Slashdot is powered by your submissions, so send in your scoop

 



Forgot your password?
typodupeerror
×
Advertising Crime Sony

Lizard Squad: Xbox Live, PSN Attacks Were a 'Marketing Scheme' For DDoS Service 139

blottsie writes The devastating Christmas Day attacks against the gaming networks of Sony and Microsoft were a marketing scheme for a commercial cyberattack service, according to the hackers claiming responsibility for the attacks. Known as Lizard Squad, the hacker collective says it shut down the PlayStation Network (PSN) and Xbox Live network on Dec. 25 using a distributed denial-of-service (DDoS) attack, a common technique that overloads servers with data requests. The powerful attacks rendered the networks unusable for days, infuriating gamers around the world and causing yet-untold losses of revenue. Now, members of Lizard Squad say the group is selling the DDoS service they used against Sony and Microsoft to anyone willing to pay.
This discussion has been archived. No new comments can be posted.

Lizard Squad: Xbox Live, PSN Attacks Were a 'Marketing Scheme' For DDoS Service

Comments Filter:
  • by alen ( 225700 ) on Tuesday December 30, 2014 @11:02AM (#48696313)

    not like you can play any game on the first day anyway

    everything is virtualized to the point where they support average players months after release and not the day of release and idiots not only pre-order the games, they change the store country to play it the second it goes live somewhere in the world.

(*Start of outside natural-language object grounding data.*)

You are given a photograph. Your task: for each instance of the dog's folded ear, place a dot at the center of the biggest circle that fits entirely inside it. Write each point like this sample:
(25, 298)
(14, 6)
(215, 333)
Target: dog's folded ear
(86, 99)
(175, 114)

  • a justice reward to these lil Asshats. I am quite pleased that Anonymous has already done their homework and spread all the information about these douchecanoes throughout the internet so their lives are wrecked for the foreseaable future. I'd hate to think that some mouthbreather CoD player go word that him and his mates are kicked off line by that kid down the street and enact vengeance for all of us.
    • by alen ( 225700 )

      MS and Sony should just code their services the right way and have 10000000000000 hyperbytes of bandwidth

      • Its not the service coding that is the issue - there's only so much network pipe to go round, and unless we build our entire networks to handle gigabits of traffic for ever server that will almost never be used (at great expense) we'll have to find other ways to stop such attacks.

        Of course, egress filtering would be a good first step. If only every big ISP did this, we'd make most DDoS attacks useless instantly. Then we only have to deal with compromised computers sending data, but if they cannot fake their

        • by Bengie ( 1121981 )
          The was anti-DDOS services work is quite simple. Instead of having a single network connection, say a 100gb link in the USA, you instead have many many 100gb+ links at the many Internet Exchanges around the world. At each IX, you have a bunch of proxy/firewall servers that filter the data, then send the "clean" data back to your 100gb link back in the USA.

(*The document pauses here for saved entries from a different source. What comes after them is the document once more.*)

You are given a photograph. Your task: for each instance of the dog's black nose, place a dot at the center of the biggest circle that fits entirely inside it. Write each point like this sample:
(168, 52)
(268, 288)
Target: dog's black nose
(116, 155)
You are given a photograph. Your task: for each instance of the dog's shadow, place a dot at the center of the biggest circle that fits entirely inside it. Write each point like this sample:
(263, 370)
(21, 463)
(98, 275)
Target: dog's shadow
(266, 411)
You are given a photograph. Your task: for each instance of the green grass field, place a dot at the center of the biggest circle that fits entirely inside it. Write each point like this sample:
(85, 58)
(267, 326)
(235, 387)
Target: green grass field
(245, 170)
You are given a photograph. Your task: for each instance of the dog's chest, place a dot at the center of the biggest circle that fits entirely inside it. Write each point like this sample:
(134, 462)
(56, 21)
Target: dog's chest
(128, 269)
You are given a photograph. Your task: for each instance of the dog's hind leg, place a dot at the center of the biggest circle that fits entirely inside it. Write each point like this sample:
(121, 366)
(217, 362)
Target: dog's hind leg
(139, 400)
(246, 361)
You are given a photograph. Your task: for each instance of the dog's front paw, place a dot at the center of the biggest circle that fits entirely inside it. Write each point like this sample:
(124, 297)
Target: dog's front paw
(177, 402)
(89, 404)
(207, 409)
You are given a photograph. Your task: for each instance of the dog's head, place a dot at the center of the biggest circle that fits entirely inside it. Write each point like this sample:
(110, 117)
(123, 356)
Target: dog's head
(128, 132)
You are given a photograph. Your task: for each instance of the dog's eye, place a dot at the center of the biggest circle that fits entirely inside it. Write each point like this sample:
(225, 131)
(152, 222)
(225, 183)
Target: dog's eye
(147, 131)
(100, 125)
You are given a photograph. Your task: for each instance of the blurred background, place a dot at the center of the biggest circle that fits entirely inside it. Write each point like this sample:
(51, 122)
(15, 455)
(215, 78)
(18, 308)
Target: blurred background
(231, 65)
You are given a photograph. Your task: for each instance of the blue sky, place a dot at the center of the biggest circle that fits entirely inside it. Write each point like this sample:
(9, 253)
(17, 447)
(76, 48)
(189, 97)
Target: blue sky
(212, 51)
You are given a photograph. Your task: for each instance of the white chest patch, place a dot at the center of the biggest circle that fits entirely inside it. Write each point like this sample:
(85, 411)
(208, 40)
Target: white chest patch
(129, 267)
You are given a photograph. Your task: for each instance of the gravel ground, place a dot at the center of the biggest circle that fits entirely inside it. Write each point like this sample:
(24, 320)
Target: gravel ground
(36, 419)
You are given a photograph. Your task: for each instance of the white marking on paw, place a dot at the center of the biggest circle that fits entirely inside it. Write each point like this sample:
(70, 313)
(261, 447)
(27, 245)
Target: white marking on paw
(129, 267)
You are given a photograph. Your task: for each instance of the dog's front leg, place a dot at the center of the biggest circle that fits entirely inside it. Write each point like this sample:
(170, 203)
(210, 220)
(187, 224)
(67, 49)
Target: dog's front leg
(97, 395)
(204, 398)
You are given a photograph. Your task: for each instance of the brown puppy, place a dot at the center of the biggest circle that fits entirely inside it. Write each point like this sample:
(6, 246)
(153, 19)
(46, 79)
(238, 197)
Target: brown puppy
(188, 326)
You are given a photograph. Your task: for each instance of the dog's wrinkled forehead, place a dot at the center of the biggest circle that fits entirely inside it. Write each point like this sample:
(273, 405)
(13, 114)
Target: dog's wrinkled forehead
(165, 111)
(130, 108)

          You scrub the data first where bandwidth is crazy cheap. You can purchase 100gb/100gb for $6k/month at many IXs.

          The second part to this is you need to
          • but what data is "good" data?

            is an NTP request good or bad? You can't always tell the difference as they're all good, only not if you're getting 10,000 of them per second.

            I'm sure every little website can afford to have a filtering proxy at all the exchanges around the world - after all, rack space in one of those is crazy cheap, and they let anyone put servers in there. Microsoft may be able to, but that doesn't help anyone else who will be subject to extortion from these scumbags. We need to improve our o

            • by Bengie ( 1121981 )
              We're not talking about "every little" web site, we're talking about the 2 biggest gaming networks in the world.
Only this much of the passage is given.